彼の左腕を捲って、八島の付き人と対峙した時にできた打ち身を確認する。
だいぶ薄れてきたな…よかった。

「オメーは人のこと言えねぇだろうが」

逆に手を取られて、引き寄せられた。
袖をまくれば腕の縫い傷。
それから首の切り傷。
人並みの回復力しか持ち合わせていない俺には精一杯の経過。
薄れないそれを指でなぞりながら、相良は顔をしかめる。

「痛くねぇか」
「少し痒い」
「打撲は?」
「もう治った。
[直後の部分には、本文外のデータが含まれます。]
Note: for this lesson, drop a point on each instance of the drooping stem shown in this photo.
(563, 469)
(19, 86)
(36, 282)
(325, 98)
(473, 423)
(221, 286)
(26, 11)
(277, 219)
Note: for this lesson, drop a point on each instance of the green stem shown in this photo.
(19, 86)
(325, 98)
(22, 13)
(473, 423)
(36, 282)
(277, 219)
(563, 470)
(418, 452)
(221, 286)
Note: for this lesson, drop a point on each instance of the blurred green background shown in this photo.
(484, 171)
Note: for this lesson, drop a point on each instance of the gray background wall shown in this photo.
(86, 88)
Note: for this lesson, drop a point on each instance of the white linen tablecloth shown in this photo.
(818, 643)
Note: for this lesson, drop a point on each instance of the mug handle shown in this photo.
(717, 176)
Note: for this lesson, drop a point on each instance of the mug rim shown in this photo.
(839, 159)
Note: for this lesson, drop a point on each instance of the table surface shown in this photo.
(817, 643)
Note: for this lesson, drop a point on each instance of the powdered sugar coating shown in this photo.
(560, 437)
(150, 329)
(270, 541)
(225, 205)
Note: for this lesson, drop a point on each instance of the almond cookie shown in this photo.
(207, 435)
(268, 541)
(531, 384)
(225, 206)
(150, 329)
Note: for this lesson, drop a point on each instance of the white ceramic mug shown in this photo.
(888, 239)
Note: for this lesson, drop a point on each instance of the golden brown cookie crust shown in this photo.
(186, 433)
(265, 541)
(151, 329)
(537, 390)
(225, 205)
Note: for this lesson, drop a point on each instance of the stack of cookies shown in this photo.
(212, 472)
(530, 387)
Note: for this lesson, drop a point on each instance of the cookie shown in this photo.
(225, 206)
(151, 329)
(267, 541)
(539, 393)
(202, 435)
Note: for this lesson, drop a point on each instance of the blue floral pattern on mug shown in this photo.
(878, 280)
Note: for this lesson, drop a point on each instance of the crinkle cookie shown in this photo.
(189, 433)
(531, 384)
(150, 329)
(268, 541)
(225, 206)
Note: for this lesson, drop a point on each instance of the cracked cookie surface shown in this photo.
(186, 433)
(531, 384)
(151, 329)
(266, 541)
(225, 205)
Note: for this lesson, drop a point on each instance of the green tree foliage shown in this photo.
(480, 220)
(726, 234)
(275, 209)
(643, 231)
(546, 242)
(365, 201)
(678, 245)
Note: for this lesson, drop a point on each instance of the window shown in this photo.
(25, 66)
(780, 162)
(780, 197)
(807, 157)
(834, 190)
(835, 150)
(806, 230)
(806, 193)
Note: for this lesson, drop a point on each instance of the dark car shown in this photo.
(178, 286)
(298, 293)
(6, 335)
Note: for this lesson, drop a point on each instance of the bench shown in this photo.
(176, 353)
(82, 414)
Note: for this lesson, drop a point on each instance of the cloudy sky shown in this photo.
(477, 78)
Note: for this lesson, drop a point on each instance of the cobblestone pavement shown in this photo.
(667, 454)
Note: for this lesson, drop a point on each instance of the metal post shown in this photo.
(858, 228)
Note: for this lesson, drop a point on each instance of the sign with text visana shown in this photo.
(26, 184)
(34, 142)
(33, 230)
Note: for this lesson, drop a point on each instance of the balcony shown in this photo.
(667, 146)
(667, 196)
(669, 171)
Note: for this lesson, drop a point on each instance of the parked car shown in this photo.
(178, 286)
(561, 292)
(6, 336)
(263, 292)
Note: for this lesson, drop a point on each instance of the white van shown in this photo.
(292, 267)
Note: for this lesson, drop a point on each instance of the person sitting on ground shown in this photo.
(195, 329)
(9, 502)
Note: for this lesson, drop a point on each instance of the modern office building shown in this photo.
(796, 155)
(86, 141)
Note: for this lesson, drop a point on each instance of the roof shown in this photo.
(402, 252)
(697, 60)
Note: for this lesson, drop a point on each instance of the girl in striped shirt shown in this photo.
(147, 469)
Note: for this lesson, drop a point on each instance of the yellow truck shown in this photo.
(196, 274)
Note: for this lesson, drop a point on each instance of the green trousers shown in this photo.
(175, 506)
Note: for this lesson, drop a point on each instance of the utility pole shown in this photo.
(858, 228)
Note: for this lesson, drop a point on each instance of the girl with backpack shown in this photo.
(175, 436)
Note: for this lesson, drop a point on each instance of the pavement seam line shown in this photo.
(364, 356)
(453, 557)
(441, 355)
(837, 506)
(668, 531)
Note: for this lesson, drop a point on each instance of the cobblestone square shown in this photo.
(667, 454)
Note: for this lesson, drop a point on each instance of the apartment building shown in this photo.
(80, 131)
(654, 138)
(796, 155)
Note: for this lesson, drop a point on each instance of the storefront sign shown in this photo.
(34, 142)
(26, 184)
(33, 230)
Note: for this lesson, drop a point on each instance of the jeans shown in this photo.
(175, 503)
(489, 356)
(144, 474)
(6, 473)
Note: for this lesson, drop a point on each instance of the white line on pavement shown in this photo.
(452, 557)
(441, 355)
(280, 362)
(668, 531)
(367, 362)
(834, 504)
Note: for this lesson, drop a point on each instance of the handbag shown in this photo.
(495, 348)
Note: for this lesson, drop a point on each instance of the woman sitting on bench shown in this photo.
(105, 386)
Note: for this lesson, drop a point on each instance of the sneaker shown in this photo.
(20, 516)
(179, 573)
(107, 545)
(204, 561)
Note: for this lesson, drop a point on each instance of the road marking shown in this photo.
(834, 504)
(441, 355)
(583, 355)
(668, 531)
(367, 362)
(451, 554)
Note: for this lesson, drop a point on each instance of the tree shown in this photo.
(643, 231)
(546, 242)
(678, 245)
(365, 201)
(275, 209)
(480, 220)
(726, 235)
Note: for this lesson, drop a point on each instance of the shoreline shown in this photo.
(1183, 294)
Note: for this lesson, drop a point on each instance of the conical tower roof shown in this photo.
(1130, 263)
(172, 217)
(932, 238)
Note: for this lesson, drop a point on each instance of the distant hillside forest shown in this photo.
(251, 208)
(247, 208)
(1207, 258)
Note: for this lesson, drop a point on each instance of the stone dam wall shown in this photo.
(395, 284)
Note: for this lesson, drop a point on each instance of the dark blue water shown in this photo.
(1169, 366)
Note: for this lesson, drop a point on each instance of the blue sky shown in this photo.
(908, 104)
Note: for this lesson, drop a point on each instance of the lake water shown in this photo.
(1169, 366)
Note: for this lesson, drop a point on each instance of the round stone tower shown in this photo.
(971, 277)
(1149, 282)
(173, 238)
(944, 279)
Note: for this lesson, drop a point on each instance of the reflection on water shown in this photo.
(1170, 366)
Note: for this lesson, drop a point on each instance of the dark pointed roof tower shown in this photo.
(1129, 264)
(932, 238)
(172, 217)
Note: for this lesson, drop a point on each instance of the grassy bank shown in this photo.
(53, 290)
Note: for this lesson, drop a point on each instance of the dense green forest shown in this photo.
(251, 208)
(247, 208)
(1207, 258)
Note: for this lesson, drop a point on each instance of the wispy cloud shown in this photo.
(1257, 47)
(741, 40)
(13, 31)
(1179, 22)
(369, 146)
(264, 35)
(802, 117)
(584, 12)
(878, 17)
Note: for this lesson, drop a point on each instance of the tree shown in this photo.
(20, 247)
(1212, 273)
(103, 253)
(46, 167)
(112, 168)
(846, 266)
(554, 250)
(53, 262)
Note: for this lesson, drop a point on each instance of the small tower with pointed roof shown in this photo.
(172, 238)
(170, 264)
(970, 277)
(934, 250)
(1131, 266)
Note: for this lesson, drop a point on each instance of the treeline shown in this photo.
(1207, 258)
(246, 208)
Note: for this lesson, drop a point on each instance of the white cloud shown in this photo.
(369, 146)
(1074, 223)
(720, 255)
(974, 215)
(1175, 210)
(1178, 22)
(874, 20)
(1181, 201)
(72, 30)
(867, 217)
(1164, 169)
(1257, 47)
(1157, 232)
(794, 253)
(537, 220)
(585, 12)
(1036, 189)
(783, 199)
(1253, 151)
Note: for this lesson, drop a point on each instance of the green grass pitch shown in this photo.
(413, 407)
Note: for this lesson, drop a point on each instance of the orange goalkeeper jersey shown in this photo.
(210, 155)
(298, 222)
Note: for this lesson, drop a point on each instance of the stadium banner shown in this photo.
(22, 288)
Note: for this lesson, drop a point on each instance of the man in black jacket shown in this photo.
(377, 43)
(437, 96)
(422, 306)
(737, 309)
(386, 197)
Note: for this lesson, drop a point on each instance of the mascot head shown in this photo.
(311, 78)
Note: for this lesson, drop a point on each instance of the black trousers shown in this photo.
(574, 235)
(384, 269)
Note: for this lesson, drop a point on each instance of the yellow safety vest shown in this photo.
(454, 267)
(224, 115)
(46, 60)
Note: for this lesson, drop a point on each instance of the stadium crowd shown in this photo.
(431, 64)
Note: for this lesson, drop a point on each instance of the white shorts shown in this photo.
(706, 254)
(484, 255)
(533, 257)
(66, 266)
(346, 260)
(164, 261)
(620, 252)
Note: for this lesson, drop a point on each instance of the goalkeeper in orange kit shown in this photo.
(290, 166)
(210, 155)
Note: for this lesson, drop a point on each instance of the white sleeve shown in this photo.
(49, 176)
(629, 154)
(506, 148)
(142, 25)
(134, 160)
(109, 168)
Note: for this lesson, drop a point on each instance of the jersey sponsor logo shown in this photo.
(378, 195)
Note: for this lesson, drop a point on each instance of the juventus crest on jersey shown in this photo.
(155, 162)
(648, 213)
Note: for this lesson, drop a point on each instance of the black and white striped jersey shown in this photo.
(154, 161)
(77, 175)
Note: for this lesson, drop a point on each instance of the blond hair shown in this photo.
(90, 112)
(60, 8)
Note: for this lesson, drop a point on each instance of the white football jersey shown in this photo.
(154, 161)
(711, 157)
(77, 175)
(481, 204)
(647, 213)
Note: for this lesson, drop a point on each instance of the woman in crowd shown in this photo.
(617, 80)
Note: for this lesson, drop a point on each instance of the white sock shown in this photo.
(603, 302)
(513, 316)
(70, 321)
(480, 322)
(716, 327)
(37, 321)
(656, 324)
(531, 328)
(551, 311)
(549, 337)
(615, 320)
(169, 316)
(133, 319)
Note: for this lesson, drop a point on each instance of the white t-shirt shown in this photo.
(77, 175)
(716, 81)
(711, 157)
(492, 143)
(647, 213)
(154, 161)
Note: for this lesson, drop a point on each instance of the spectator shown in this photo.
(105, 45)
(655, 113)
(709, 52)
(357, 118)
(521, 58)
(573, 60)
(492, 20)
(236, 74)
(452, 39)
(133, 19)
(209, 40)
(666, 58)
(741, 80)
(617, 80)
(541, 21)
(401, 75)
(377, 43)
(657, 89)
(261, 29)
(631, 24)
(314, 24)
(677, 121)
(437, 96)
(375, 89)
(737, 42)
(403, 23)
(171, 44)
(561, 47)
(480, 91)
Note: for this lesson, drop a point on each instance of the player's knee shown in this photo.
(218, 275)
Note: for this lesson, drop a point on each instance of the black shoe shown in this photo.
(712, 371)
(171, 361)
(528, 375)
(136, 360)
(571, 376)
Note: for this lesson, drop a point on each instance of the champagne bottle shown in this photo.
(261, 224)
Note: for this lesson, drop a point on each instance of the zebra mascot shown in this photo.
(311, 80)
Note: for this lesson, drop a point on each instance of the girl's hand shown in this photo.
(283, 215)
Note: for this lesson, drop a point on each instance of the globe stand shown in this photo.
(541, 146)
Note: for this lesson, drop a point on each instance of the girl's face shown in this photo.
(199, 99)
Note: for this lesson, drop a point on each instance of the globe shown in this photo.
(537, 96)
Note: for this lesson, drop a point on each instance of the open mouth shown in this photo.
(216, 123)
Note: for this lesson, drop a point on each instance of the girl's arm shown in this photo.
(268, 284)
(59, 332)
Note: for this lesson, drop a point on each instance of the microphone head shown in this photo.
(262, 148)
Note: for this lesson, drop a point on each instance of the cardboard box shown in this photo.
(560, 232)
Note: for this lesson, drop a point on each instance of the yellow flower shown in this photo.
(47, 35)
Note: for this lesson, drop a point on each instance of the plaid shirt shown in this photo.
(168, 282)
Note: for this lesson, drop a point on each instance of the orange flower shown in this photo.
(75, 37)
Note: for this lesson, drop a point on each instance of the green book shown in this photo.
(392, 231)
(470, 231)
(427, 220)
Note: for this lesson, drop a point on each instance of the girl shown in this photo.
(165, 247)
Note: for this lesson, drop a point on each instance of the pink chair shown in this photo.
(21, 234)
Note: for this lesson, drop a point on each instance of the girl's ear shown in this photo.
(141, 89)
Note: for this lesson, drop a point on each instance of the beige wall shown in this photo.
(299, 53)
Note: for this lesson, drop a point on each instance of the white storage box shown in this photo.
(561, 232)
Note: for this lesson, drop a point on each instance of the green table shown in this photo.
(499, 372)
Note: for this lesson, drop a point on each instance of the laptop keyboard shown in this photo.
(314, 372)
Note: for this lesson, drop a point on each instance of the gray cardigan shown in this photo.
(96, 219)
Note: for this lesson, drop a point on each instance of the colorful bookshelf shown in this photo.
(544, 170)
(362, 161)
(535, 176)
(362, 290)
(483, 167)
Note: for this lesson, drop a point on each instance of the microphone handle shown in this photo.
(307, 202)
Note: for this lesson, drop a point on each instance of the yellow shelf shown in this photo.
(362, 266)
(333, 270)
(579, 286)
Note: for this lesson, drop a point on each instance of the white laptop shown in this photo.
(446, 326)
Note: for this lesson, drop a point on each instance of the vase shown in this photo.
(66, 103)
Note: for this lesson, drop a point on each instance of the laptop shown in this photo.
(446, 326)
あとはこの二つだけ」

縫い傷は少し痕が残るかもしれないけど、首はきっと綺麗に治る。

「二人が風呂上がりに薬持って待ってるから、塗り忘れもなく順調に回復できるよ」

そう笑えば、相良が黙ってじっと俺を見つめた。
智司もそうだけど…彼らは不意をつくように、この意味深な視線を俺に寄越してくる。

「…あんまりじっと見るなよ」

これをされると妙な気分になる。
不快とはまた違う、胸騒ぎに近いような名称不明なソレ。
その正体が何なのか。
本当はなんとなく気づいてはいるのだけれど…



「A」



名前を呼ばれて、考えが止まった。
相良が上着のポケットから何かを取り出す。

「これ、やるよ」

長方形の小さな箱だ。

「開けてみ」

開けてみって…。
いたずらグッズじゃないよな?

少し警戒しながら箱を受け取ると、何が出てきてもいいように覚悟しながらそっと開けた。

「!」

意外にも、中から出てきたのはカフスボタンだった。
光ってるのはダイヤだろうか。
四角い金のカフス。
男性物のデザインに近いそれは、見覚えがある。

「この形…」

俺は相良に視線を向けた。
カフスを置いて、彼の手を取る。
くれたカフスと瓜ふたつのデザインをした指輪が、彼の指にはまっていた。

「お揃い」

相良はカフスを一つ取って、自分の指輪の隣に並べた。

「気に入らね?」
「いや…」

叔父さんから貰ったピンクゴールドのカフス。
無くなってからずっと袖に何もつけていない事を、彼は知っていたんだろう。



「ありがとう」



今夜はこれをつけてしのぎに出よう。
そんなことを考えていたら、ふと頬が緩んだ。

「………………」
「?」

視線を感じて顔を上げる。
相良と目があった。

「さが…」





唇が重なる。





目を見開いて固まる俺にリップ音を立てて離れると、彼はまた俺をじっと見た。

「しぃ」

人差し指を口に当てて、またキスをされる。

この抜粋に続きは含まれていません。